Features | wins | d_ast | d_pts | d_fgm | o_reb |
---|---|---|---|---|---|
Accuracy | 0.6939 | 0.6293 | 0.6199 | 0.613 | 0.611 |
Y is the series outcome of two teams. For example, Boston Celtics plays two games against Los Angeles Lakers in their series. If Celtics wins two games, the series outcome of Celtics is 1, the opposite is 0. However, if they draw, the series outcome will be determined by the most dominant feature, i.e. wins for each team in previous season. The series outcome will be 1 of the team with higher wins rate. Due to lack of the accumulative season data from the database, it is only possible to use series outcome instead of game outcome as Y. In other words, it is impossible using same X data to predict game results of 1 win and 1 lose. That's a limitation of the dataset which I will talk in the later part.
In order to get a better understanding of the prediction accuracy, I examined several related work of game outcome prediction. Michael et al. [3] reported up to 73% accuracy to predict NBA games when using linear regression. Hamadani [4] used logistic regression to predict NFL games with accuracy of 64.8%. Radha-Krishna [5] predicted soccer matches with accuracy of 65.5% when using neural networks. In this project, I plan to implement 5 machine learning binary classification methods.
I provided the prediction results of the four implemented algorithms. From the table below, all methods achieve a very satisfied series prediction accuracy except linear regression. However, the game prediction accuracy drops a lot due to the collected data limitation. Overall, the AdaBoost seems to be the best classification algorithms in both game and series prediction.
Algorithms | Linear | Logistic | AdaBoost | KNN |
---|---|---|---|---|
Games Prediction Accuracy | 0.661 | 0.6797 | 0.7016 | 0.6894 |
Series Prediction Accuracy | 0.5655 | 0.8368 | 0.8966 | 0.8506 |
In this project I assume that if a team wins a series, it wins all the games in that series.
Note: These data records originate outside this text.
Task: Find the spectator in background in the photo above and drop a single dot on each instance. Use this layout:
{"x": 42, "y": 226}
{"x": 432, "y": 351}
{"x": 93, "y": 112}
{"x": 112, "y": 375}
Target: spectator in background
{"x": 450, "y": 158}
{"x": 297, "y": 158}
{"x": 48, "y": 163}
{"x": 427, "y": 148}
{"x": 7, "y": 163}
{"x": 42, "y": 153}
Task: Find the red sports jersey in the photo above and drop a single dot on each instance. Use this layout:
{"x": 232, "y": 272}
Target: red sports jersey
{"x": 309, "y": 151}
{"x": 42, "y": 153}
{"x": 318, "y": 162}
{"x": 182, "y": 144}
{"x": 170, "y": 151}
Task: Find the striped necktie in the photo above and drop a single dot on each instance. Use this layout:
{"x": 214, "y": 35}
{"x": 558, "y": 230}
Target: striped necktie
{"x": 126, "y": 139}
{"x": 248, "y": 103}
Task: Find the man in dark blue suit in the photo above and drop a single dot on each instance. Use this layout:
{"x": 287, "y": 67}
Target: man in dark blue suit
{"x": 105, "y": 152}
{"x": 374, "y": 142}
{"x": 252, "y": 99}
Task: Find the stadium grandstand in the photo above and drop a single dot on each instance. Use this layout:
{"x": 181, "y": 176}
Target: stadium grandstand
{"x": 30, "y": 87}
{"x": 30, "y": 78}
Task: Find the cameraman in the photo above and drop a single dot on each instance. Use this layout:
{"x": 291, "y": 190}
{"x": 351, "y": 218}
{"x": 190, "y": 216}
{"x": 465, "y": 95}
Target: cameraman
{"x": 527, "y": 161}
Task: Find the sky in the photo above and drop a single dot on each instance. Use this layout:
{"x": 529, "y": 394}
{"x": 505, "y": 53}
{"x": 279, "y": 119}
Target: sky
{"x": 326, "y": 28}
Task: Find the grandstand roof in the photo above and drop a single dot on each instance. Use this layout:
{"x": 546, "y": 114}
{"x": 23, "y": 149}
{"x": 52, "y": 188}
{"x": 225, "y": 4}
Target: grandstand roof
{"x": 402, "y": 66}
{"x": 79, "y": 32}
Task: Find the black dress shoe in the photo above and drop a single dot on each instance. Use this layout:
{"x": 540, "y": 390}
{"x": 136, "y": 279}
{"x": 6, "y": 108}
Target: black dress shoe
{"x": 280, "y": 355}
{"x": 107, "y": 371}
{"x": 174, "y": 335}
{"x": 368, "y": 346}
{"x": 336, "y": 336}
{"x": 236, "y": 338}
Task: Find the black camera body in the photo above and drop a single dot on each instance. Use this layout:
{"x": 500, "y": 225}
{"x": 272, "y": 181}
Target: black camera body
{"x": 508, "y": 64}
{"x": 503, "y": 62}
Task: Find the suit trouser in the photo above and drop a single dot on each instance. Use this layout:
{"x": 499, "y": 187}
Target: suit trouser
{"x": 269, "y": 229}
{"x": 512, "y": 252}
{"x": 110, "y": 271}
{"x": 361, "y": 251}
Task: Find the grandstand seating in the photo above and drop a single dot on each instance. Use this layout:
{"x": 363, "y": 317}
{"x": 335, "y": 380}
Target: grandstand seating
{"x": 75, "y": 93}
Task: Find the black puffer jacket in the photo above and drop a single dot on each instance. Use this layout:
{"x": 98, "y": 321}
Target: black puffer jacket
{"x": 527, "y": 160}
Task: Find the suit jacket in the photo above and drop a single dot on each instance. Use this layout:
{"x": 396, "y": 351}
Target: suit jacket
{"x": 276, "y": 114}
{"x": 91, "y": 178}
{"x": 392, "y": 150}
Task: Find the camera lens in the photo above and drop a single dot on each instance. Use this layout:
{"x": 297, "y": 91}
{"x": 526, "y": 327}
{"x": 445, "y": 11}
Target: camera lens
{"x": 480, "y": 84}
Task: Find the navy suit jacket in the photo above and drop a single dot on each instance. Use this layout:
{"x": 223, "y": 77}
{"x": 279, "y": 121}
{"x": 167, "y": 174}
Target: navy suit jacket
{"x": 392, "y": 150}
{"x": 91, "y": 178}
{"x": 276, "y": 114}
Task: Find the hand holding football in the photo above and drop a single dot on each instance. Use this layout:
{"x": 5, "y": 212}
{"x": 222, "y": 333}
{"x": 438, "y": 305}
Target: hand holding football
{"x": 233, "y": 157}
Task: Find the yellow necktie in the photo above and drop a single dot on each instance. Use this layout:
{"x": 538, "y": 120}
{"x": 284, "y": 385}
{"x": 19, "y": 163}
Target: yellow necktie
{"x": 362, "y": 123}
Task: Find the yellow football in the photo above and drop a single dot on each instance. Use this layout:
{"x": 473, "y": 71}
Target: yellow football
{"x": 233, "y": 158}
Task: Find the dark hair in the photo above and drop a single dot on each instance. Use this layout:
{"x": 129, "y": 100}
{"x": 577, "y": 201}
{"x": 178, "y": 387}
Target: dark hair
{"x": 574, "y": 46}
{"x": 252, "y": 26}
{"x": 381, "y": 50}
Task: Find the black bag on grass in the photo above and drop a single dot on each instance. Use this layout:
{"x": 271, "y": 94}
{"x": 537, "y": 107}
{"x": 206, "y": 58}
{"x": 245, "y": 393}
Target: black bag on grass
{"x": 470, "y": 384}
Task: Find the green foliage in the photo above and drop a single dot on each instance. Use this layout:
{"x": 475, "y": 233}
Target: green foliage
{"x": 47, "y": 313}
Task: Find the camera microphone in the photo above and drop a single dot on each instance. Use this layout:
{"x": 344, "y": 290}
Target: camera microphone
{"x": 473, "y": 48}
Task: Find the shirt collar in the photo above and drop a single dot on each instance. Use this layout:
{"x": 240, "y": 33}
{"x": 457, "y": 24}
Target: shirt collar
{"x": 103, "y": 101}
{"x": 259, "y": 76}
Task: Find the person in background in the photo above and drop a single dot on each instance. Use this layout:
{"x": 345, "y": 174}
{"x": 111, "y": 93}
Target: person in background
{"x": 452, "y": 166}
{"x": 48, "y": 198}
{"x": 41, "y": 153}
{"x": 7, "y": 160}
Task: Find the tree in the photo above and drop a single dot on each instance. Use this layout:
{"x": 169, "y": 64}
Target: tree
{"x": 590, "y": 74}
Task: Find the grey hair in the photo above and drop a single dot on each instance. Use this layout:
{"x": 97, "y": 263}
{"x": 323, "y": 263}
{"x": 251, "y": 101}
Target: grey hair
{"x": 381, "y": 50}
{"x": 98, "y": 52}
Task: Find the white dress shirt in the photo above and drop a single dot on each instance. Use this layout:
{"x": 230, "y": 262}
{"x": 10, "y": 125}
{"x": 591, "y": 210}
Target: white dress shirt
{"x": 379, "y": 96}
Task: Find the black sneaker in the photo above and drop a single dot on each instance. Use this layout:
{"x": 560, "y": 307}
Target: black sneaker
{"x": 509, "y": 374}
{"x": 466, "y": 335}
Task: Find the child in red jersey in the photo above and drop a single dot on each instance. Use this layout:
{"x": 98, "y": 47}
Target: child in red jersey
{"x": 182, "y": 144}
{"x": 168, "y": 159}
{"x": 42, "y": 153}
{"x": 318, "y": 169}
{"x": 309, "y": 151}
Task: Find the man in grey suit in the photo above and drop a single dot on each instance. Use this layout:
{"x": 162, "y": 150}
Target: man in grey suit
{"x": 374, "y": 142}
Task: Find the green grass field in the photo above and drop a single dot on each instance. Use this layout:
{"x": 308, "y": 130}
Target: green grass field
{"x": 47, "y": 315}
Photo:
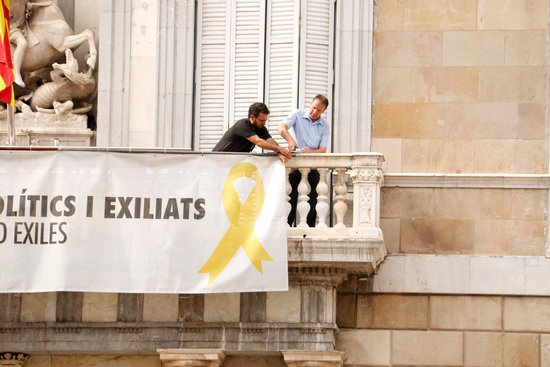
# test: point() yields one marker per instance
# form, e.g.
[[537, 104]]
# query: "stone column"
[[13, 359], [306, 358], [367, 176], [145, 86], [353, 76], [113, 95], [191, 357]]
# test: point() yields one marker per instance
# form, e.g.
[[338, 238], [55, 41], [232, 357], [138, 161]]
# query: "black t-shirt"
[[235, 139]]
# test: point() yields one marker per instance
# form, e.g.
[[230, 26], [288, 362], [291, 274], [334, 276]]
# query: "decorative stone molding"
[[13, 359], [315, 275], [451, 180], [353, 59], [191, 357], [304, 358], [366, 198]]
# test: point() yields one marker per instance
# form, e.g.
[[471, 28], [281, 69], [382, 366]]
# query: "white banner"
[[159, 223]]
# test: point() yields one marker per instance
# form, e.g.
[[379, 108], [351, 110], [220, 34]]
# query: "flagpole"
[[11, 125]]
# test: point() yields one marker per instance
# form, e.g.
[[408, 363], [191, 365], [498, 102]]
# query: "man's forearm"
[[282, 129]]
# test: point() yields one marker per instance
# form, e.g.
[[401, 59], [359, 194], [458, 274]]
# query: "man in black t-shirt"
[[249, 132]]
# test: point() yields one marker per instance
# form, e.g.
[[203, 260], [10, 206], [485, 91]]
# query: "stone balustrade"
[[364, 171], [347, 234]]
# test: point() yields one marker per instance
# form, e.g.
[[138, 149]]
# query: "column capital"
[[307, 358], [13, 359], [191, 357]]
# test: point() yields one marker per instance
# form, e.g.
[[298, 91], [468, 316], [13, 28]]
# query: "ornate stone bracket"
[[366, 198]]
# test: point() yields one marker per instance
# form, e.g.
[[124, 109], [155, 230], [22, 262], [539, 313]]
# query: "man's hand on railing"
[[284, 154], [282, 157]]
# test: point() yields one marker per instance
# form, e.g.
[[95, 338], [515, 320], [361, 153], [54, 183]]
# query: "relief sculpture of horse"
[[48, 37], [48, 34]]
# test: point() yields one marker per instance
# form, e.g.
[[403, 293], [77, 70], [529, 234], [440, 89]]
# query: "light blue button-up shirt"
[[306, 132]]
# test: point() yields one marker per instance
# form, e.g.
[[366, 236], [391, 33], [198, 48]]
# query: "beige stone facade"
[[459, 88], [460, 112]]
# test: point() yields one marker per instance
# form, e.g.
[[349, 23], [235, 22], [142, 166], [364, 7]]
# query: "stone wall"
[[447, 330], [481, 221], [460, 86]]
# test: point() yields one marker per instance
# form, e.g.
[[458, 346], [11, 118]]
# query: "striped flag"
[[7, 74]]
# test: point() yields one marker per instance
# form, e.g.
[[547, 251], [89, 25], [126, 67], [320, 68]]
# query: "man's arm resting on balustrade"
[[309, 150], [282, 129], [269, 143]]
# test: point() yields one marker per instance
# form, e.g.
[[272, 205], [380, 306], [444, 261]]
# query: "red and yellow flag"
[[7, 74]]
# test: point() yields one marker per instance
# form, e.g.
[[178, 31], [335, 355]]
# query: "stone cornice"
[[498, 181], [108, 338], [357, 256]]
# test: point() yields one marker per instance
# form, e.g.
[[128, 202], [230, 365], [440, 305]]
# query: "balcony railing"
[[347, 232], [347, 182]]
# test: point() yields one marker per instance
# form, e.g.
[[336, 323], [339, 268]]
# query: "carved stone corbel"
[[366, 192], [13, 359], [191, 357], [306, 358]]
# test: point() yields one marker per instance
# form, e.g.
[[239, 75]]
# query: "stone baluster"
[[340, 206], [288, 191], [13, 359], [306, 358], [322, 206], [302, 209], [366, 200], [191, 357]]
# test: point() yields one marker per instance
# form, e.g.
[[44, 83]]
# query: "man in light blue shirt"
[[310, 135], [310, 130]]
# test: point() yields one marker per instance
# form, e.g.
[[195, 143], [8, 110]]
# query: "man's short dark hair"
[[321, 98], [257, 108]]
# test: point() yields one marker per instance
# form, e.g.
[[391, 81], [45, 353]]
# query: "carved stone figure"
[[40, 35]]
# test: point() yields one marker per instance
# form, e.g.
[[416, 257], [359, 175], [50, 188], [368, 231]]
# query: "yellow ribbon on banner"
[[242, 218]]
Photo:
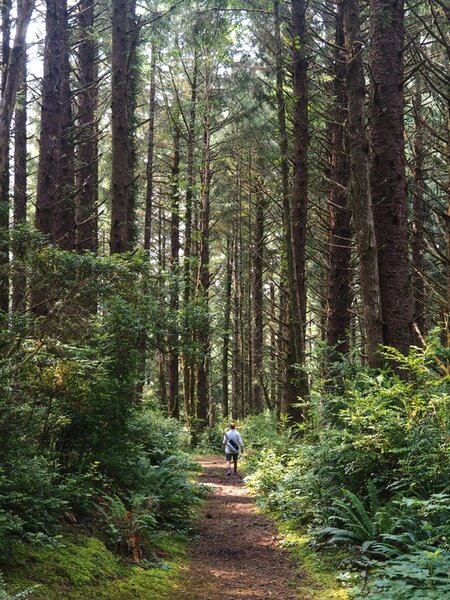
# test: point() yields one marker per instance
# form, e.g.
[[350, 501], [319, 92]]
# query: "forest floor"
[[237, 555]]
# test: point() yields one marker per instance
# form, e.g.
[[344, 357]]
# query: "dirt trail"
[[237, 554]]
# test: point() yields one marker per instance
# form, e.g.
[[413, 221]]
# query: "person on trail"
[[232, 443]]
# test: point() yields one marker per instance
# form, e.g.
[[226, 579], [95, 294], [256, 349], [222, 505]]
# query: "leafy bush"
[[4, 595], [420, 574]]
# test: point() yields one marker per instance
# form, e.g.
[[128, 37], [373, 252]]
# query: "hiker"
[[232, 443]]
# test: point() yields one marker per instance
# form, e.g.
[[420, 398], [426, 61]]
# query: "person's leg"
[[228, 457]]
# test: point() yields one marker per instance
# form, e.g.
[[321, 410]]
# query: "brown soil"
[[237, 554]]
Clearly, a bad case is the draw in series which can only give me a fixed 50% game prediction accuracy. Therefore, I tried to use KNN to classify the series win/lose/draw results instead of the original win/lose results. Still if a team wins or loses a series, it wins or loses all the games. But if the team draws in a series, it wins and loses equal number of games. The below figure shows the result of this proposed series model instead of the binary classification model. Although the games prediction accuracy increased a little, the series accuracy drops approximately 60% compared to the win/lose model. Because I haven't implemented Neural Networks yet, it is hard to determine whether use this win/lose/draw model or win/lose model to predict game outcomes at this time.
[1] Sports Industry Overview
[2] McMurray, S. (1995). Basketball's new high-tech guru. U.S. News and World Report, December 11, 1995, pp 79 - 80.
[3] Michael Papamichael, Matthew Beckler and Hongfei Wang, NBA Oracle, 2009.
[4] Babak, Hamadani. Predicting the outcome of NFL games using machine learning. Project Report for CS229, Stanford University.
[5] Balla, Radha-Krishna. Soccer Match Result Prediction using Neural Networks. Project report for CS534.
[6] Alan McCabe, An Artificially Intelligent Sports Tipper, in Proceedings : 15th Australian Joint Conference on Artificial Intelligence, 2002.
[7] Yoav Freund, Robert E. Schapire. "A Decision-Theoretic Generalization of on-Line Learning and an Application to Boosting", 1995.
[8] Paul A. Viola, Michael J. Jones, "Robust Real-Time Face Detection", ICCV 2001, Vol. 2, pp. 747.